Deep Dive into Computer Vision with Neural Networks – Part 1

This article explores the use of deep neural networks in computer vision applications including image recognition, classification and video classification.

Machine vision, or computer vision, is a popular research topic in artificial intelligence (AI) that has been around for many years. However, machine vision still remains as one of the biggest challenges in AI. In this article, we will explore the use of deep neural networks to address some of the fundamental challenges of computer vision. In particular, we will be looking at applications such as network compression, fine-grained image classification, captioning, texture synthesis, image search, and object tracking.

Network Compression

Even though deep neural networks feature incredible performance, their demands for computing power and storage pose a significant challenge to their deployment in actual application. Research shows that the parameters used in a neural network can be hugely redundant. Therefore, a lot of work is put into increasing accuracy while also decreasing the complexity of the network.

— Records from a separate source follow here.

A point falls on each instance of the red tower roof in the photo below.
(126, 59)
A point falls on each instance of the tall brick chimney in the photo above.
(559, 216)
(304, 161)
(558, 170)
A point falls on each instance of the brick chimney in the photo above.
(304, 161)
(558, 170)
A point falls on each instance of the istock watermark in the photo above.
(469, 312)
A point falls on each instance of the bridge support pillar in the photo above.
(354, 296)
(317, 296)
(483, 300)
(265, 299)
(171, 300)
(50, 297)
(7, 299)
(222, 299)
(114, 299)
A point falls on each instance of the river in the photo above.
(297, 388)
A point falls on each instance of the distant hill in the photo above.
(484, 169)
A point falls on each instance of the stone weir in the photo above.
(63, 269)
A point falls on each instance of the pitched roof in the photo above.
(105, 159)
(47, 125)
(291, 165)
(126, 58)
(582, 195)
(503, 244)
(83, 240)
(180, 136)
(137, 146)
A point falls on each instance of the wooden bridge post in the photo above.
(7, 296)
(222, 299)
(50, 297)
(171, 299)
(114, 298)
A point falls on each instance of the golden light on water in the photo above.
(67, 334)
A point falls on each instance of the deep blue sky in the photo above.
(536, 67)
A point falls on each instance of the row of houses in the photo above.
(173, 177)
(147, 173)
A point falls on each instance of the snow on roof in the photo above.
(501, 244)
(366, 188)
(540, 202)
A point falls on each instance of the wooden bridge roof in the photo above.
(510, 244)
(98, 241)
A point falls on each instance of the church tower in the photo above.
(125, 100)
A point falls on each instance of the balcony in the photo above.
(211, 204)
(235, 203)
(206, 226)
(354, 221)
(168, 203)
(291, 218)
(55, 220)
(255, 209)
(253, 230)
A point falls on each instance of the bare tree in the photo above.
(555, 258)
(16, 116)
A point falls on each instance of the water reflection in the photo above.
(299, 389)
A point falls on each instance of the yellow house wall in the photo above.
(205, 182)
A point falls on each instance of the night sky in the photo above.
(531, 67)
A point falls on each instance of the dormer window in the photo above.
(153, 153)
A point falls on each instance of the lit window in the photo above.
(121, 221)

Low-rank approximation gets used to coming closer to the original weight matrix. For example, SVD can be used to obtain the optimal low-rank approximation of the matrix, or a Toeplitz matrix can be used in conjunction with a Krylov analysis to approximate the original matrix.

Pruning

Once training is complete, some irrelevant neuron connections (can weight value balancing and sparse constraints in the loss algorithm), or filter all of them out, then execute several rounds of fine-tuning. In actual application, pruning the level of neuron connections will make the results sparse, difficult to cache, and difficult to access from memory. Sometimes, we need to design a cooperative operations database especially.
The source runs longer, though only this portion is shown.